A Conservative Continuing Resolution

Rep. Tom Price (R.-Ga.), chairman of the House Republican Study Committee, has an appropriations plan that conservatives should love. Congress has to pass a Continuing Resolution to keep the federal government running into next year. Price’s plan would cut back spending to fiscal 2008 levels, an amount that would end the Obama spending spree.
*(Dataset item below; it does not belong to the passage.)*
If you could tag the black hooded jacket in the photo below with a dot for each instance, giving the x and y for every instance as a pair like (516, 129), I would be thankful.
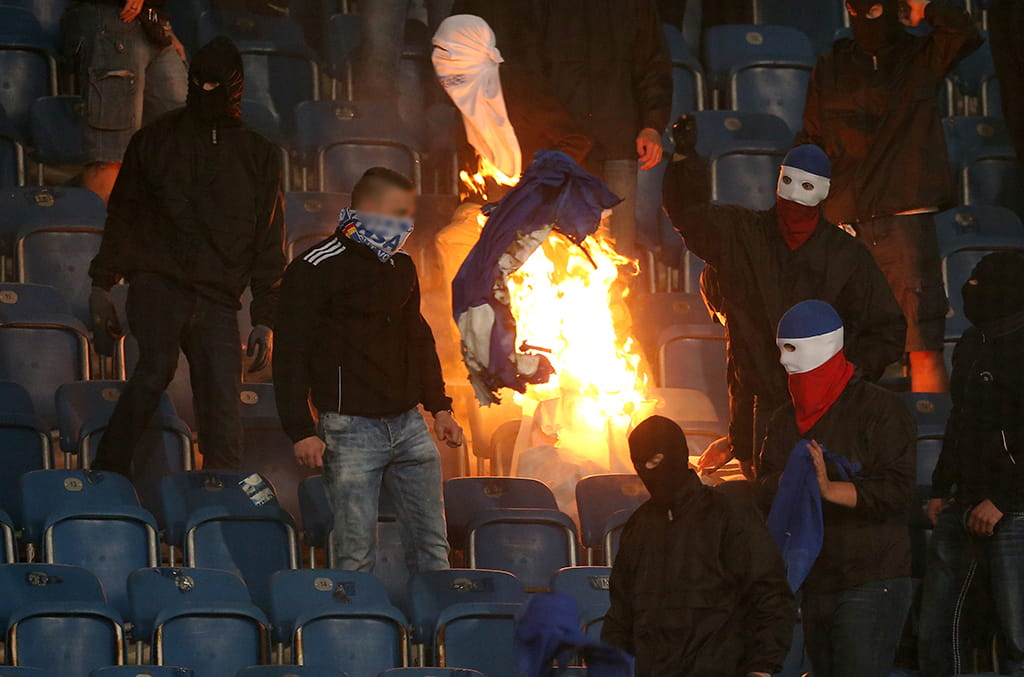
(199, 198)
(877, 117)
The plan holds non-security discretionary spending down at 2008 levels, would defund Obamacare and end earmarks. Furthermore, the plan would protect defense spending and protect pro-life values measures that would not allow federal funds to pay for abortions. This plan is in stark contrast to the pork-filled Continuing Resolution that Speaker Pelosi and Senate Leader Reid are expected to roll out this week.

Liberal Obstructionism

Last week, Senate Majority Leader Reid used a procedural tactic to block amendments to the Defense Authorization bill. Republicans and two Democrats successfully blocked consideration of this measure. Senators were concerned that the controversial issues of “Don’t Ask, Don’t Tell,” abortions in military hospitals and the DREAM Act (an immigration proposal) would have had full debate, while other issues, like extension of tax cuts, would be excluded from the amendment process.
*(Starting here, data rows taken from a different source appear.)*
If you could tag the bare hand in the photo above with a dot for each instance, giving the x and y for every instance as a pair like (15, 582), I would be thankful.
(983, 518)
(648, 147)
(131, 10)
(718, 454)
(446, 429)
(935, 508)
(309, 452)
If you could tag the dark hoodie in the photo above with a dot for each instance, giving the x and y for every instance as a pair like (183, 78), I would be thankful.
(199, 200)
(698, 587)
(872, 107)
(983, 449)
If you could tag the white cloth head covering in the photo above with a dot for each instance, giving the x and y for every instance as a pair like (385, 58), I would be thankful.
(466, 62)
Even Sen. Olympia Snowe (R.-Maine) was angry about this abuse of the rules and traditions of the Senate. Snowe released a statement of opposition to debating the Defense Authorization bill without the opportunity for more amendments. 

The tactic Reid used is called “Filling the Amendment Tree,” and Reid has used it approximately 40 times since he was elected leader according to Senator John McCain (R.-Ariz.). Snowe and other members of the Senate stood up for the idea that members of the minority party should be allowed to offer amendments and participate in the deliberations over the defense authorization bill.

Brian Darling is director of U.S. Senate Relations at The Heritage Foundation.